Açıklanan tüm nedenler, hükme esas alınan bilirkişi raporu ve özellikle yasal düzenlemeler kapsamında, davalı vekilinin istinaf başvurusunun reddine dair karar verilmesi gerekmekle aşağıdaki şekilde hüküm kurulmuştur.

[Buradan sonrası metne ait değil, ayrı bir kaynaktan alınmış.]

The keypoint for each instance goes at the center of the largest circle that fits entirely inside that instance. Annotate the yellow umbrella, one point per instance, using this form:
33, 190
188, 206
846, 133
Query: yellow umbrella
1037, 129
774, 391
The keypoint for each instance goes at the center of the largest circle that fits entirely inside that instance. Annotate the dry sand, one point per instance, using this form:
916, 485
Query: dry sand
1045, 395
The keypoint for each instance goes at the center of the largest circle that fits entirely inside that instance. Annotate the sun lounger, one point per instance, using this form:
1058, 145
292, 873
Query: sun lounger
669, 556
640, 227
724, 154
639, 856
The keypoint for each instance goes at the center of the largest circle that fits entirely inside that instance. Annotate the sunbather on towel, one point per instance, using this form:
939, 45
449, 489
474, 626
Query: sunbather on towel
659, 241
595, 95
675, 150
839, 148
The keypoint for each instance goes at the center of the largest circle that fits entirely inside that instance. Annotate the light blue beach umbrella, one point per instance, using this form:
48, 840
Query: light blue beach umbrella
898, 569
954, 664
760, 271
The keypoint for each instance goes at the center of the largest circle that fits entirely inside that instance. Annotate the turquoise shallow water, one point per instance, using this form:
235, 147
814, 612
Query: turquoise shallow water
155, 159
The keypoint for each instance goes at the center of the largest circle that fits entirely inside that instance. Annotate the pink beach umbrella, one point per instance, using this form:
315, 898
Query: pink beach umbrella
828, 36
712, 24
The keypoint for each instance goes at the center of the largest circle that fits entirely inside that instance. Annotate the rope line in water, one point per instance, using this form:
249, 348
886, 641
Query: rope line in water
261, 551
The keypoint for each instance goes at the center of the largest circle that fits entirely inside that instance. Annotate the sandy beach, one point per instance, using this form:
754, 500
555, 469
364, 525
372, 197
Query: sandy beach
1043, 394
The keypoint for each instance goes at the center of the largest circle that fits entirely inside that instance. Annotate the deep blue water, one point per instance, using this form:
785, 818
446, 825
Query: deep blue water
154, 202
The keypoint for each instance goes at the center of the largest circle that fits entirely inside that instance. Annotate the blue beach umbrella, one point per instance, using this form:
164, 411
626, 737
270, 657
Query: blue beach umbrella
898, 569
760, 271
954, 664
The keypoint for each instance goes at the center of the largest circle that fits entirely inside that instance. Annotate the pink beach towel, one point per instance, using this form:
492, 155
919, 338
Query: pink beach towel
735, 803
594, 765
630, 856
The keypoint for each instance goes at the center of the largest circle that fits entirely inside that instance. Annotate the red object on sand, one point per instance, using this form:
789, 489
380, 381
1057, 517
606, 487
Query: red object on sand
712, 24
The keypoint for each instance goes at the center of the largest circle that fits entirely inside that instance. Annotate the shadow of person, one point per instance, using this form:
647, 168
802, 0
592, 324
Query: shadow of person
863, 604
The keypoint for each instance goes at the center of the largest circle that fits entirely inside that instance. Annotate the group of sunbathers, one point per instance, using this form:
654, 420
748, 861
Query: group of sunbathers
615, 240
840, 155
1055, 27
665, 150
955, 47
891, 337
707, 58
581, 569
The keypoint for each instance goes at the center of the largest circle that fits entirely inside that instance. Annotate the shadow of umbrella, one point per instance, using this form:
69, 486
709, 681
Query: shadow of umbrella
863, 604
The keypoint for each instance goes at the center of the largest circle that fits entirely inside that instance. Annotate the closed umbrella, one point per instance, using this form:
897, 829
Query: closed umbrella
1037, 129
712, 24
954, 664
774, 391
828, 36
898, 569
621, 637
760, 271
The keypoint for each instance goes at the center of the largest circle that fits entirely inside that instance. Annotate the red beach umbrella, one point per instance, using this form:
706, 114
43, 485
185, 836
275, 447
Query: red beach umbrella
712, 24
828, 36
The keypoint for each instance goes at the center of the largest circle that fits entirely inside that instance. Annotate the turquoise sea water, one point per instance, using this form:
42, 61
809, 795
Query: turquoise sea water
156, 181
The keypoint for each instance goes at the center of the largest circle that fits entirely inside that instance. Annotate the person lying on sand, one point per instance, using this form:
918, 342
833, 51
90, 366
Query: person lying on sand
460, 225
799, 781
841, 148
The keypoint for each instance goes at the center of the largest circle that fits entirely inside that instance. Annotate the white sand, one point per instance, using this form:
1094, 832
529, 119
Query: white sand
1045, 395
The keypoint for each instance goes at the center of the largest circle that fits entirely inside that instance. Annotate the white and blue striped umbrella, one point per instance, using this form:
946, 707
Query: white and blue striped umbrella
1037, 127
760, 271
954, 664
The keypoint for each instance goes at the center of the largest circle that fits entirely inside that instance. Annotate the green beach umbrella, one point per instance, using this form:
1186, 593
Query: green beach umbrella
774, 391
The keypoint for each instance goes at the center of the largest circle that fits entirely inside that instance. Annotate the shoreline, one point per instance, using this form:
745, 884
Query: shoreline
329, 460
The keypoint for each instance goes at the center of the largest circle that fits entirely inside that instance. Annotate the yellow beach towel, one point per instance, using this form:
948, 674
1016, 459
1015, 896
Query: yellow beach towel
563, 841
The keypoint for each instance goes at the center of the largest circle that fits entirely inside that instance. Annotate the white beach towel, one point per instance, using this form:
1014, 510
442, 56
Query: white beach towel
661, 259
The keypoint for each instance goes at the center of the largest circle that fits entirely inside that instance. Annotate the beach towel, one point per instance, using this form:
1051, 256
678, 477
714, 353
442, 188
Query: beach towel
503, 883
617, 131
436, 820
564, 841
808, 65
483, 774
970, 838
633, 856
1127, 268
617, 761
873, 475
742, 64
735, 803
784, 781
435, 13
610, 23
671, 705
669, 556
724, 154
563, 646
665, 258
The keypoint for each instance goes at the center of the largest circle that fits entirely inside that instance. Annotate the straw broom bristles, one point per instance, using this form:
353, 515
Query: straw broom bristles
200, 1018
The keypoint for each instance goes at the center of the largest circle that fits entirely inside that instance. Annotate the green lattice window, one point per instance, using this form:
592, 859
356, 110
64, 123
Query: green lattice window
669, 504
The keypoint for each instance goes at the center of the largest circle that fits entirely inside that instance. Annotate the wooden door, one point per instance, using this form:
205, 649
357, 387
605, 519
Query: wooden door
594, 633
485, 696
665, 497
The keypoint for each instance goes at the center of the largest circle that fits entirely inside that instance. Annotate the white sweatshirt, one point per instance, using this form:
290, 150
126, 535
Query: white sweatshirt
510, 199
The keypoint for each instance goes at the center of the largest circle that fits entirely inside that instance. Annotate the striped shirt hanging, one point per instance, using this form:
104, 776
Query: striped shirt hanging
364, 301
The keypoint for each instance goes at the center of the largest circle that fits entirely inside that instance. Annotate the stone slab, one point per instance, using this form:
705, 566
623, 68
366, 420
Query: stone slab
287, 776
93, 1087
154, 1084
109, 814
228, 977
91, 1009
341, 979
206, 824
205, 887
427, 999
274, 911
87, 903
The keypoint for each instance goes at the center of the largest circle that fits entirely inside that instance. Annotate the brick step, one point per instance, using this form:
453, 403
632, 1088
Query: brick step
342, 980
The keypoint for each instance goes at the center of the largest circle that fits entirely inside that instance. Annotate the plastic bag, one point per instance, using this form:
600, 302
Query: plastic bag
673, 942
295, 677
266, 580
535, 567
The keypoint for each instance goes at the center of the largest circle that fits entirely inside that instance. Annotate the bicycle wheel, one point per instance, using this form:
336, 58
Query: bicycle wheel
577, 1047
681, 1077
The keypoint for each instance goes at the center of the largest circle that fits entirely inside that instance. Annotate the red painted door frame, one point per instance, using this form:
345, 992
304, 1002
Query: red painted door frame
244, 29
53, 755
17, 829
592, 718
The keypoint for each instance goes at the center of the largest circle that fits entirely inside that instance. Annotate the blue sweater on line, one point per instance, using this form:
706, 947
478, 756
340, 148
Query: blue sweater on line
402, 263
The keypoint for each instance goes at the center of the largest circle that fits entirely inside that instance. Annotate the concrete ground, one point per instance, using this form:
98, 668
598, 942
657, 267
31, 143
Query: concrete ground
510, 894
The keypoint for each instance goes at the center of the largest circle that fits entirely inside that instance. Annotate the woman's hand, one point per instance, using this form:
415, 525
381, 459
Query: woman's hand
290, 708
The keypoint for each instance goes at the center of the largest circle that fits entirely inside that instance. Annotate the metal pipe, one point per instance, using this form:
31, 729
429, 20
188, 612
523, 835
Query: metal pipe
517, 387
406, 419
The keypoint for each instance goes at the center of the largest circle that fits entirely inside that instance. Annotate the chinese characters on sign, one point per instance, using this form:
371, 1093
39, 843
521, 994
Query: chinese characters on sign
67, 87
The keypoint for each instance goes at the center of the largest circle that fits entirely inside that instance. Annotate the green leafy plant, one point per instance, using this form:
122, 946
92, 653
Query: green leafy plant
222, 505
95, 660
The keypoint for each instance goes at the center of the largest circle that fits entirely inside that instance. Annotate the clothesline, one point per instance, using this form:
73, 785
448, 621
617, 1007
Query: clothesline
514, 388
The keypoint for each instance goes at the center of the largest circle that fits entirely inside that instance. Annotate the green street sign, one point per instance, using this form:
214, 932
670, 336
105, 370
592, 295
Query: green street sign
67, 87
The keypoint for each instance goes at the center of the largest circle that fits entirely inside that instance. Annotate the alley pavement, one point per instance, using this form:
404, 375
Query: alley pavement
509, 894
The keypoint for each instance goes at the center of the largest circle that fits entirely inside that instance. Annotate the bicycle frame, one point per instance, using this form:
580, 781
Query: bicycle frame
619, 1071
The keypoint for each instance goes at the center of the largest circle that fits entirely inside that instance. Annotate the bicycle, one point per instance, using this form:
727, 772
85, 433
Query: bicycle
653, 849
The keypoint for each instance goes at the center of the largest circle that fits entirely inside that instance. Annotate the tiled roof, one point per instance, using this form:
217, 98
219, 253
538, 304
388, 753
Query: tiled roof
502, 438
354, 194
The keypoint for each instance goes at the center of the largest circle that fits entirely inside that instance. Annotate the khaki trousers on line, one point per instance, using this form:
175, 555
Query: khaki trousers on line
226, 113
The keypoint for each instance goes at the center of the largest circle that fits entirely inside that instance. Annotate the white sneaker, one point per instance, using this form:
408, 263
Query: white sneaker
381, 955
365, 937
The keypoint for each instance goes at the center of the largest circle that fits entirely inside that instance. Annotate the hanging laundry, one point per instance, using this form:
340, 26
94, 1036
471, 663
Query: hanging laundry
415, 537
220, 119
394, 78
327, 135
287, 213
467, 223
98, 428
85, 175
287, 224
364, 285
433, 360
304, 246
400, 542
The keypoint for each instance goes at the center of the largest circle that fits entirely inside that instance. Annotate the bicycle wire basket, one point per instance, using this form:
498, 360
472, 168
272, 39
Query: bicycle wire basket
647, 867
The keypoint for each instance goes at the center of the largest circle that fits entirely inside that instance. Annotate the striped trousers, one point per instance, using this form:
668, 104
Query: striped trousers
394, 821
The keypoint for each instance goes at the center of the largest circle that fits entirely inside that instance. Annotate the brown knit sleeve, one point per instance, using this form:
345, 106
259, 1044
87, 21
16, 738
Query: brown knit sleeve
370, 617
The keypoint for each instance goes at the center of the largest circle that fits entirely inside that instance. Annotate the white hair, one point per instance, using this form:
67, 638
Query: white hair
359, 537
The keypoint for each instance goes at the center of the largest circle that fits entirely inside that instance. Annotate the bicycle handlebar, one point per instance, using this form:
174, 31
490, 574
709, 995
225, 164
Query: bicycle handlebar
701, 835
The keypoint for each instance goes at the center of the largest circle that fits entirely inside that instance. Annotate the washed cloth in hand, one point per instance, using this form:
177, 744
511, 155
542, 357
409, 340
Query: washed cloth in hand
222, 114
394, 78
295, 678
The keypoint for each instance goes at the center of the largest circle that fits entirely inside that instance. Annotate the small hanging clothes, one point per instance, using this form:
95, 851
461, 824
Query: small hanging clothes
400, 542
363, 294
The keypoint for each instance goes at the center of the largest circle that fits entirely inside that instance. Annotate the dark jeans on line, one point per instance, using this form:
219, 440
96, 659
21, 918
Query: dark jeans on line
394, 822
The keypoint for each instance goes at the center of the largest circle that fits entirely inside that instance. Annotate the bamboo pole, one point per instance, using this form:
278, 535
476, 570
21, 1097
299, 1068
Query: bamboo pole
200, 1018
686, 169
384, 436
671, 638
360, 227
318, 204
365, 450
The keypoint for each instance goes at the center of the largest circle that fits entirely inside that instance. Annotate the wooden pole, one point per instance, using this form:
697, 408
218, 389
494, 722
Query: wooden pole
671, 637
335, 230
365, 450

H Ü K Ü M :Gerekçesi yukarıda izah edildiği üzere,
1-İstanbul Anadolu 5. Asliye Ticaret Mahkemesinin 2017/661 Esas, 2017/990 Karar ve 19/10/2017 tarihli kararı usul ve esas yönünden hukuka uygun bulunduğundan davalı vekilinin istinaf başvurusunun 6100 sayılı Hukuk Muhakemeleri Kanunun 353/1- b/1. bendi gereğince esastan REDDİNE,
2-Hüküm tarihinde yürürlükte bulunan 492 Sayılı Harçlar Kanunu’na bağlı alınması gereken 68,20 TL başvuru harcı ile istinaf kanun yolu başvuru harcı 121,30 TL olmak üzere olmak üzere toplam 189,50 TL harçtan davalı tarafın peşin olarak yatırmış olduğu 117,10 TL harcın mahsubu ile bakiye 72,40 TL davalı taraftan tahsili ile hazineye irad kaydına,
3-İstinaf yargılama giderlerinin davalı üzerinde bırakılmasına,
4-İstinaf incelemesi sırasında duruşma açılmadığından vekalet ücreti hakkında karar verilmesine yer olmadığına,
Dosya üzerinde yapılan inceleme neticesinde, 6100 sayılı Hukuk Muhakemeleri Kanununun 361/1 bendi gereğince kararın tebliğ tarihinden itibaren 2 hafta içinde Yargıtay nezdinde temyiz kanun yolu açık olmak üzere oybirliği ile karar verildi.